Que l’Allemagne prenne une décision de ce type, seule, sur un sujet qui touche à notre dissuasion, voilà ce qui a blessé en haut lieu

Le langage est diplomatique mais l’épisode a été très mal vécu. « Sky Shield a été un vrai irritant et le reste, nous dit une source au cœur de la relation bilatérale.

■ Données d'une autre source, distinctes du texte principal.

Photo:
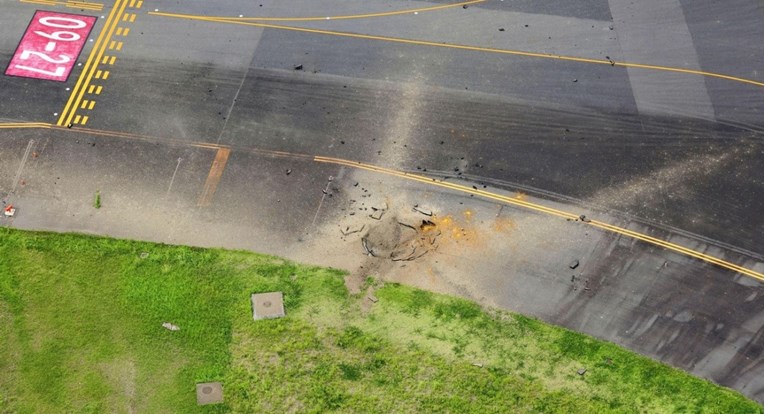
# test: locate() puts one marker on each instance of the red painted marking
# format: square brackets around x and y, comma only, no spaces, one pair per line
[50,46]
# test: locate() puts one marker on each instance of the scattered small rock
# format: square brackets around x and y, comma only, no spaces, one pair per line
[351,229]
[170,326]
[423,210]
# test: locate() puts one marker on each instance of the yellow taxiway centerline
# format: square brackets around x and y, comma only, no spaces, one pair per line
[548,210]
[464,47]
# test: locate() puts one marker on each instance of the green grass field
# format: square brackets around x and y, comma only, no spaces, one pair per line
[80,331]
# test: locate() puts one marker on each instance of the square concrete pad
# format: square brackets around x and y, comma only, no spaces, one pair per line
[209,393]
[267,305]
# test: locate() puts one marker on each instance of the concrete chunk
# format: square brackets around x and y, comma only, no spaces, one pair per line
[267,305]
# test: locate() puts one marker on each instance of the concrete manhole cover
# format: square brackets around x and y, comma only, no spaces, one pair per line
[209,393]
[267,305]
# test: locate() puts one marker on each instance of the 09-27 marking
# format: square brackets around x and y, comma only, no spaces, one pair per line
[50,46]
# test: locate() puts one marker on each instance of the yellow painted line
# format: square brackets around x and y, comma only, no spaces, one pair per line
[213,177]
[217,170]
[91,64]
[467,47]
[548,210]
[14,125]
[351,16]
[47,3]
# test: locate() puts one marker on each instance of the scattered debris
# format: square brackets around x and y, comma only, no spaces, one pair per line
[422,210]
[352,229]
[209,393]
[170,326]
[377,214]
[366,247]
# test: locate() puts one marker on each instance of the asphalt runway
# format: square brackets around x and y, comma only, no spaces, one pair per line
[201,124]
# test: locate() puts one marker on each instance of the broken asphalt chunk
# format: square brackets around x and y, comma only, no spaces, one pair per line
[422,210]
[377,214]
[352,229]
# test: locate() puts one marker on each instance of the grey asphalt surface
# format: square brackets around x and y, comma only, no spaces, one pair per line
[677,156]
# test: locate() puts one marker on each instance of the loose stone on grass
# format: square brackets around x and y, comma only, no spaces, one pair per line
[209,393]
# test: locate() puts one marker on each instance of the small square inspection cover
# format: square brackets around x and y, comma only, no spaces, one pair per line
[267,305]
[209,393]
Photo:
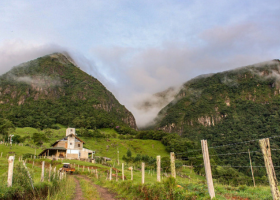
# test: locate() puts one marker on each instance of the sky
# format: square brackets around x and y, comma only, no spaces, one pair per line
[138,47]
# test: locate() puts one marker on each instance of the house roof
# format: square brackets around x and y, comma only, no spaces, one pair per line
[52,148]
[65,139]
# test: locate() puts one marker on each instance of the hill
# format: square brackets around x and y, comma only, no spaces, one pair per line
[211,100]
[52,89]
[229,108]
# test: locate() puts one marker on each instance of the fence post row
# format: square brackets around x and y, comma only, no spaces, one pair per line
[207,167]
[265,146]
[10,171]
[158,168]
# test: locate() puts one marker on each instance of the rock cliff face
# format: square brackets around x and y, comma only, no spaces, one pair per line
[209,100]
[56,81]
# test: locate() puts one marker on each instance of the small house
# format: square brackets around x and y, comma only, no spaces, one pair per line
[70,147]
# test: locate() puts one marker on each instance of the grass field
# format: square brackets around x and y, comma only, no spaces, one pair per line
[192,186]
[102,147]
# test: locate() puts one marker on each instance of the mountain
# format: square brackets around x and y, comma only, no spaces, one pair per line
[232,110]
[157,100]
[54,90]
[248,94]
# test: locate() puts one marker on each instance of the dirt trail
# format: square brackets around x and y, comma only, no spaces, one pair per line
[78,192]
[103,192]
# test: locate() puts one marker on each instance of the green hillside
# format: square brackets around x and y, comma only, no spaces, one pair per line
[51,90]
[104,147]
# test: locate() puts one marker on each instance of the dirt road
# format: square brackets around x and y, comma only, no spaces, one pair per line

Que l’Allemagne prenne une décision de ce type, seule, sur un sujet qui touche à notre dissuasion dans le cadre de l’Otan et de l’Europe, voilà ce qui a blessé en haut lieu. » Même à Berlin, l’affaire a fait grincer des dents. « Sky Shield est l’exemple parfait de ce qu’il ne faut pas faire quand on cherche à prendre du leadership », admet un conseiller militaire allemand même s’il est persuadé que « le couple franco-allemand ne peut pas faire la défense européenne à lui tout seul ». Le 13 octobre, l’Allemagne a malgré tout réuni ses 14 partenaires au siège de l’Alliance atlantique pour une cérémonie de signature du projet Sky Shield. Cette semaine, des deux côtés du Rhin, on laissait entendre que rien n’était définitif, avec même l’idée émise par la chancellerie qu’il était possible « d’intégrer la France » dans le dispositif collectif.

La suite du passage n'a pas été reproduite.